Definitional poetry: a cardinal number, ten times three


a cardinal number, ten times three



a negative used to express
denial or refusal:
acting as a single unit
used to indicate duty, propriety.
 
to possess a distressing emotion
aroused by impending evil, pain,

etc.; that people in general
(about, or going to)-
roused from sleep toward a more
elevated position;
 
and, to come upon by chance
(at that point in an action, speech,
etc.): a second person, singular.
 
of be; a set of this many persons
or things: an unjust exertion,
division of the species,
coitus!!!: to irritate, annoy or cause
resentful displeasure, vigorous,
immediately following-
in time- movable, usually solid…
 

 

Source (a sentence, within)

Ward, Mike & Hassan, Anita. "Neighbors Outraged Over Sex-Offender Home.’" Houston Chronicle 3 Apr. 2014: A1.

 

Note:

I kind of enjoyed this, and this will likely require multiple readings if making sense is a thing you want in what you read. I started with a single, albeit long sentence, which is also a quote within the article. (I had planned on starting with a very short sentence and then letting things flower more fully, but this sentence leaped out at me on the front page and I couldn’t really resist seeing what it would become).

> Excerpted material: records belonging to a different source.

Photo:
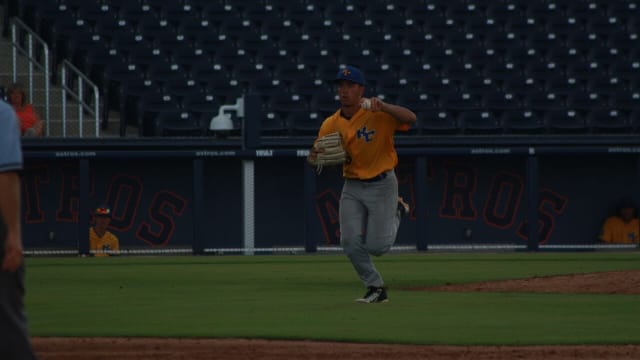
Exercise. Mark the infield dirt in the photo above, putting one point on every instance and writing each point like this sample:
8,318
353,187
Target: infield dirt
616,282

In essence, I kept the definition of each word, or rather I selected definitions of the word and then trimmed some non-essentials, while keeping the definitions from the online dictionary intact, albeit trimmed. I *did* play around quite a bit with punctuation and spacing. This definitely embodies the notion that you don’t stop revising, you just eventually give up.

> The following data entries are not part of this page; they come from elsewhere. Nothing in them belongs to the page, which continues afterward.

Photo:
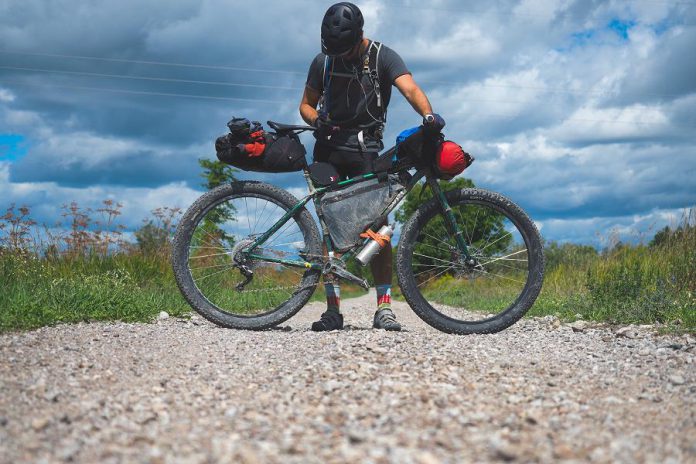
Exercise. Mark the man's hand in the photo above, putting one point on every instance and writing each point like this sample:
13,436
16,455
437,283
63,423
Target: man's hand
434,121
413,94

The sentence I started with was “No one should have to fear they will wake up and find 23 violent sex offenders living next door.” The article itself began with the phrase “Thirty sex offenders…” I liked the definition for thirty, so used it as the title of the poem.



The poem seemed to move from the particular and likely idiosyncratic to what may be a much more common description of human interaction and life.

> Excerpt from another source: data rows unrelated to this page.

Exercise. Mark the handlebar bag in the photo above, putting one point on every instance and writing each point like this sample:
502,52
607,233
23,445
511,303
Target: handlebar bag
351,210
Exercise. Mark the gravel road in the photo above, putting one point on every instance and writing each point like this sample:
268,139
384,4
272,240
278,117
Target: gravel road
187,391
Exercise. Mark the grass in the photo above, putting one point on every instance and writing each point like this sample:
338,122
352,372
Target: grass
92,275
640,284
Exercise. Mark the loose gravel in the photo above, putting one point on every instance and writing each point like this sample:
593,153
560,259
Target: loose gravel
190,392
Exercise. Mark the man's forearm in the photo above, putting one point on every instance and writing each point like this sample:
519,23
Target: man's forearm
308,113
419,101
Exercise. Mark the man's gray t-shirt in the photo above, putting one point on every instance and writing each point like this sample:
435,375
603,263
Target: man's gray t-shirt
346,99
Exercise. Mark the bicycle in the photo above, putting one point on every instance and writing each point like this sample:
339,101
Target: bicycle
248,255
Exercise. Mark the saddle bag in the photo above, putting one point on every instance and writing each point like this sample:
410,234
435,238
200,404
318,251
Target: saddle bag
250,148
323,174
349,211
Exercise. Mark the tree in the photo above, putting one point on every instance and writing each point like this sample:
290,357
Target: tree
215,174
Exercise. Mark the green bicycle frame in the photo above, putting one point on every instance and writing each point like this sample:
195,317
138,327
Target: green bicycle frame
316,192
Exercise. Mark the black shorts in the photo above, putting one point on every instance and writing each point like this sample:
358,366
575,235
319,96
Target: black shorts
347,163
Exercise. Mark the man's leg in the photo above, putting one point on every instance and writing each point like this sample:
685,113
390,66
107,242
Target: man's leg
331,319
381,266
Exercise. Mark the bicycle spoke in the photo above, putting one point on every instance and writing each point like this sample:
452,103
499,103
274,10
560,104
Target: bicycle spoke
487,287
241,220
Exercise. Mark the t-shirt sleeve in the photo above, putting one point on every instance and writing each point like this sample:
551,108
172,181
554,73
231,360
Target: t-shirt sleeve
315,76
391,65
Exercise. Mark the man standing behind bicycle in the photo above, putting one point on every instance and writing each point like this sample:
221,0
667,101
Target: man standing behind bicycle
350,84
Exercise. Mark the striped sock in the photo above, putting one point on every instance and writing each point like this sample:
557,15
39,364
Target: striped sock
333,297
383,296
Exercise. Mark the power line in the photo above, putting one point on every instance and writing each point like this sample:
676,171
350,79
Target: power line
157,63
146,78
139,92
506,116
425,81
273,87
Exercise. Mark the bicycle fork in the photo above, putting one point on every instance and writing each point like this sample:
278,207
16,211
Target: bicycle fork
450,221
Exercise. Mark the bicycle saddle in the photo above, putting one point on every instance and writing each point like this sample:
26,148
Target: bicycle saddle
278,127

Here is the prompt I was responding to:

 

Select a single sentence from a newspaper article. Replace each meaningful word in the text [verb, noun, adjective, adverb] by its dictionary definition. Repeat this treatment on the resulting sentence, and so on, until you’ve had enough! Note that after only two such treatments with a relatively compact dictionary, even a two-word sentence can produce an accumulation of 57 words.

1 comment:

S.E.Ingraham said...

Interesting how the alternate definitions take the nasty out of this...surprising in a way.